Many Americans see air travel around the holidays as a necessary evil. We brave the stress of crowds, delays, high ticket prices, high bag fees, and hope we don’t have to change our plans and pay even higher change fees. We sit in uncomfortably small airplane seats and try to use tiny airplane bathrooms. Most of us believe it is all worthwhile to spend special time with the people we care about, but still wish that it could be different. In fact, the most recent American Customer Service Index found that airline customer satisfaction fell in 2018 even as more people traveled by air. With a score of 67 out of 100, United Airlines was by far the lowest-ranking traditional air carrier on passenger satisfaction ratings, doing worse than every other US airline except for ultra-low-cost carriers Frontier and Spirit.

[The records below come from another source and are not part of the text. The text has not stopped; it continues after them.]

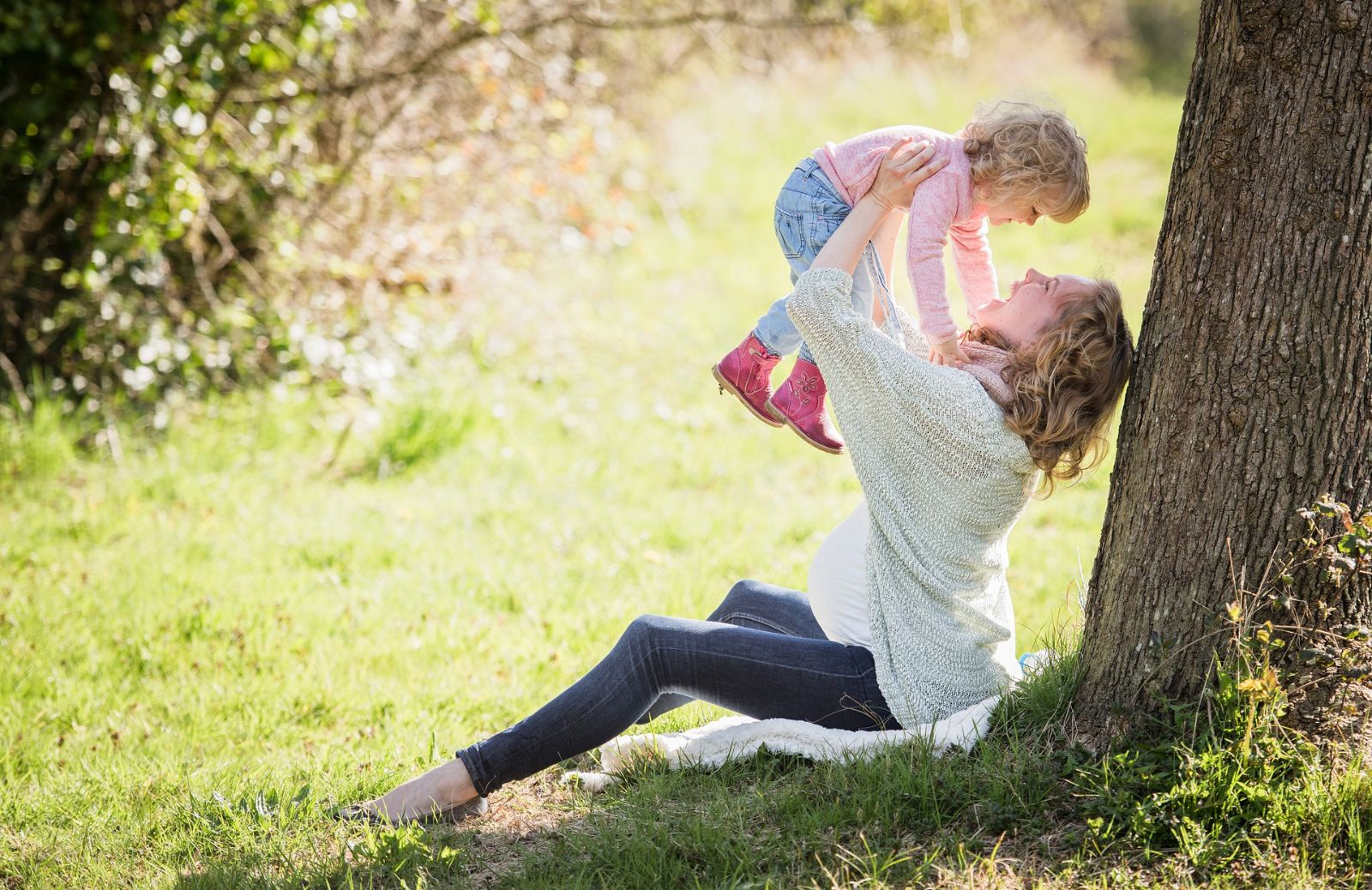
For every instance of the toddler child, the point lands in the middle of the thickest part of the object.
(1014, 162)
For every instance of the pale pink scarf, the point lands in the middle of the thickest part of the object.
(985, 365)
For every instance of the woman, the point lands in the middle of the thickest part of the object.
(921, 626)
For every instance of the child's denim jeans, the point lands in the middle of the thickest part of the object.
(809, 210)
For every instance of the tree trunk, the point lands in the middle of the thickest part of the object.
(1253, 393)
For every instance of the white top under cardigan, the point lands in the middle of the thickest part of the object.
(944, 480)
(837, 588)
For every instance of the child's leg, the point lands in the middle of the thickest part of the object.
(809, 210)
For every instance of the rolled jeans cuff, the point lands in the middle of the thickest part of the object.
(471, 759)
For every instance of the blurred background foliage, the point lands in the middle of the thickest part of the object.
(203, 194)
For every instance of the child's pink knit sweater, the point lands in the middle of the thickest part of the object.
(943, 207)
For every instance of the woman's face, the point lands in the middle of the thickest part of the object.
(1032, 306)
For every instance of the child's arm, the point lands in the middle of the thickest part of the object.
(930, 219)
(885, 243)
(976, 272)
(909, 165)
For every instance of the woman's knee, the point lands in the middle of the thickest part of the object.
(740, 597)
(645, 631)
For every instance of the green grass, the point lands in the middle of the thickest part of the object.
(283, 602)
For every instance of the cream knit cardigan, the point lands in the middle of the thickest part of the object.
(946, 480)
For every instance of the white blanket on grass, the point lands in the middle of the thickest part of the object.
(738, 738)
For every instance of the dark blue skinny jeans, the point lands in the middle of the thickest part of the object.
(761, 653)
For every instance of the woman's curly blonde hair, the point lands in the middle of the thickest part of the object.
(1068, 382)
(1022, 151)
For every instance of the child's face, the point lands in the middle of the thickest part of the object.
(1013, 210)
(1033, 304)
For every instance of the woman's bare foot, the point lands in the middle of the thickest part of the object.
(436, 793)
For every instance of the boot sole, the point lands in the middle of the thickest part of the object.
(791, 425)
(727, 387)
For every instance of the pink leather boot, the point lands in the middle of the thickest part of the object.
(747, 373)
(800, 405)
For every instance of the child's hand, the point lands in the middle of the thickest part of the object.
(948, 352)
(907, 164)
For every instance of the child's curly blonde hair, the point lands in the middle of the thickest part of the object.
(1068, 382)
(1022, 151)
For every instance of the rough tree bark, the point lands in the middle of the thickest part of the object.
(1253, 391)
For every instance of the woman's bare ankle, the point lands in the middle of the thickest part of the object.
(439, 789)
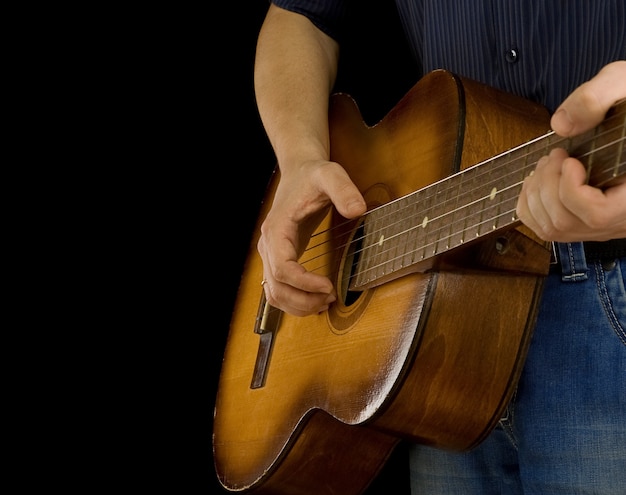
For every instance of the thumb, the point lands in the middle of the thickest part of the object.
(586, 107)
(345, 195)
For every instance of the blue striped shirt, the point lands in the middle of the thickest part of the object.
(537, 49)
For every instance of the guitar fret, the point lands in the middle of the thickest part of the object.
(478, 200)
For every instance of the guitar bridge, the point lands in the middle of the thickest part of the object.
(266, 325)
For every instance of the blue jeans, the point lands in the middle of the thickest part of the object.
(565, 428)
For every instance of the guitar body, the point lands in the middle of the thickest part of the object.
(430, 357)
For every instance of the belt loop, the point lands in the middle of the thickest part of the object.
(573, 262)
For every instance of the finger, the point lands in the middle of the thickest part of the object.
(344, 194)
(587, 105)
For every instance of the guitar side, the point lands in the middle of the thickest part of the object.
(430, 357)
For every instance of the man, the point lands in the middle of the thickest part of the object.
(565, 430)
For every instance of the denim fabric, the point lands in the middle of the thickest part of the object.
(565, 429)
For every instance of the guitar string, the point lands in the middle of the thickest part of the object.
(489, 220)
(471, 169)
(464, 172)
(438, 239)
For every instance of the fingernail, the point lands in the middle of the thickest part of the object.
(563, 123)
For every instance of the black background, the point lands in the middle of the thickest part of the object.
(376, 70)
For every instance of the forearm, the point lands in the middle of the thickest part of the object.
(295, 69)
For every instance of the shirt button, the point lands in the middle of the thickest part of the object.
(511, 56)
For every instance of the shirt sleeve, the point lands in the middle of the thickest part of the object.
(328, 15)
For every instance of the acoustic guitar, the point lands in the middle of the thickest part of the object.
(438, 288)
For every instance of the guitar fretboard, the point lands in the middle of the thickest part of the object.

What many air travelers don’t know is that at the same time that passengers are struggling, so are many of the people working in the airport around them. Airport jobs used to be good union jobs, but airlines have increasingly outsourced critical service work to contractors or subsidiaries. In 2017, United Airlines made $2.1 billion in profit, and their CEO was paid over $4,500 per hour. This is more than 500 times the posted starting wage for some jobs at their subsidiary United Ground Express.
Now, many airport workers – the people cleaning the terminals and airplanes, assisting passengers who need wheelchair services, handling our baggage, performing security functions – are stuck working multiple jobs just to pay the bills. Such low wages drive high employee turnover, which in turn degrades quality and security.
What makes such poverty-fueling jobs even more outrageous is that while taking the low road on wages and working conditions, airlines are simultaneously getting taxpayers to subsidize their fuel bill. In United Airlines’ hub states New Jersey, Colorado, California, Illinois, and Virginia, airlines get special tax breaks on jet fuel and other costs worth an estimated $480 million. This is money that could otherwise be going to improve conditions at the airport; projects that would make life better for everybody at the airport, like better infrastructure, improved public transit options, emergency preparedness training, or programs to protect airport workers from health risks. Yet United Airlines is fighting to keep their special tax exemption in New Jersey rather than have those funds directed toward airport projects that benefit the community, even as regular New Jersey residents see their biggest gas tax increase in history.
Our airport infrastructure was built largely with public dollars, meant to benefit everyone. But airlines like United are trying to extract as much profit from the system as possible, to the detriment of passengers, workers, and taxpayers.